Elise dug into the back of the wardrobe and pulled out the black combat boots I had gotten the year before. I sat on the bed and pushed my feet into them. Lacing up the fronts, I grinned. This was what I was meant to be. The girl ready for anything. No more dresses and pantaloons for me.

“What do you think?” I spun in front of Elise.

She shrugged. “You look dangerous.”

I laughed. “That’s the point.”

I pushed the back door opened and cringed as it squeaked. Someone had to oil the silly door. In place like this is was rather surprising that something had been allowed to get that bad. I tiptoed across the terrace, shushing Truscott as he came bounding over. He jumped around me as I walked across the yard.

The sun poked its rosy finger’s over the horizon and I paused to watch the sky turn to a sea of golds and pinks. It was going to be a beautiful day.

Something in me urged me on and I broke into a run. The wind whipped through my hair. It chilled my throat as I breathed but it felt so good I didn’t want to stop. When I finally stopped I could barely draw a breath. I bent over and sucked air into my lungs. They heaved as they tried to fill with life giving oxygen. When I could breathe almost normally I continued.

Two days ago when I had been out walking I heard the sound of horses. Dante had pointed out the path that led to their stables. It was along that path I now wandered. Somewhere there would be a place to practice.

Truscott had bounded ahead after a rabbit when I saw the place. Off the path was a log covered with lichen, the perfect targets. It was about a hundred yards from where I stood.

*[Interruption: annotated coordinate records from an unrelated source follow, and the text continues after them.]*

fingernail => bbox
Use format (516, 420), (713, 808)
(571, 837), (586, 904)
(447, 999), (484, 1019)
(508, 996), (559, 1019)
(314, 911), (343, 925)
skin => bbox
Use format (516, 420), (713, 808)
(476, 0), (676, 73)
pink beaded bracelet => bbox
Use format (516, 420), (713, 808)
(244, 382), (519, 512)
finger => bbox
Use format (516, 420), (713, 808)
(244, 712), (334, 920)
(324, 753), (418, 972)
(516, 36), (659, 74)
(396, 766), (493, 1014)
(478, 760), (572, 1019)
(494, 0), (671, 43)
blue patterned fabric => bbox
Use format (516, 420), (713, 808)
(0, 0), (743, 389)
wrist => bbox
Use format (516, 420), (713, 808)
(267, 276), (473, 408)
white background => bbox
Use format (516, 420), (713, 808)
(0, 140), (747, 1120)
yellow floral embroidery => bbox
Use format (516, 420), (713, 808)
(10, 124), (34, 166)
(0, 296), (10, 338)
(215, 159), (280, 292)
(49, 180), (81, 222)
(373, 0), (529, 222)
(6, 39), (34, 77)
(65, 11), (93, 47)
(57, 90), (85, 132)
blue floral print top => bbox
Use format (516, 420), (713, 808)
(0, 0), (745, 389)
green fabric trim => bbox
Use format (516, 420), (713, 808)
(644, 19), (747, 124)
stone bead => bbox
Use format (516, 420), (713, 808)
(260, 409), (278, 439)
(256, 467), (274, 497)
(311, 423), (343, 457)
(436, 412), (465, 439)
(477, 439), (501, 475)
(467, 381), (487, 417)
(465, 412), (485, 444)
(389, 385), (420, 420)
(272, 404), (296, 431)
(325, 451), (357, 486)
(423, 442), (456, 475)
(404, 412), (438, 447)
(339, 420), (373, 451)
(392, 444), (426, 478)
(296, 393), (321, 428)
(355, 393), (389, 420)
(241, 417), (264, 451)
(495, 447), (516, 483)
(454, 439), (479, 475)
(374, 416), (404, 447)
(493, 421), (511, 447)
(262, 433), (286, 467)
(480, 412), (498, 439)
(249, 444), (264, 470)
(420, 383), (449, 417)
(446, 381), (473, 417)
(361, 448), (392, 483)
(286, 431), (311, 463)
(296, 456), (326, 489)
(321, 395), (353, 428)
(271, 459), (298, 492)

I called Truscott and told him to sit. He plopped down on the path and yawned. He knew what was up. I pulled off my backpack and removed the arrow and the quiver. Bending the bow I strung it and then tested it. The string made a resound twang as I let go. I grinned. It was still good.

“Alright, Truscott, let’s see if I can still do this.” I notched an arrow and raised my arm. Resting my thumb by my mouth I sighted along the arrow and released.

The arrow spend through the air and landed just beside the lichen I had aimed for.

“Shoot, forgot to test for wind.” I sucked on my finger for a moment and then held it up. The slightest breeze came from the east.

I notched again and this time allowing for the wind, released towards the log. The arrow landed directly in the centre of the lichen.

“Bulls eye,” I crowed leaning down to pet my dog. “Did you see that, Truscott? I can still do it.”

Truscott yawned again and laid his head down on the path. I laughed. He was bored. He wanted to hunt something and so did I. But today wasn’t the right time. I needed the rest of my strength back. Instead of running off into the woods I released arrow after arrow into the log.

 Within minutes the log looked like a pin cushion and all ten arrows were gone. I trudged over to the log and carefully pulled them out. I needed more if I was going to get home alive. Scanning the tree line I spotted a pile of branches. I made my way over and knelt down on the cold ground. Only the straightest sticks could be used to make my shafts and they had to be a quarter of an inch thick. I began to sort through the pile. Most were from maple trees but I found some from cherry and walnut too.

Someone was coming down the path when I stood up. I had found twelve branches that would do. I hid them behind my back as a man strode by whistling. I carefully slipped behind a tree and watched. I didn’t know who I could trust and I didn’t want everyone knowing that I was making more arrows.

The man bent over and patted Truscott. Truscott wagged his tail but made no move to follow the man. The man shrugged and continued down the path. I sighed and then made my way to where my dog lay.

“Good boy, Truscott. Come on, let’s go get breakfast.”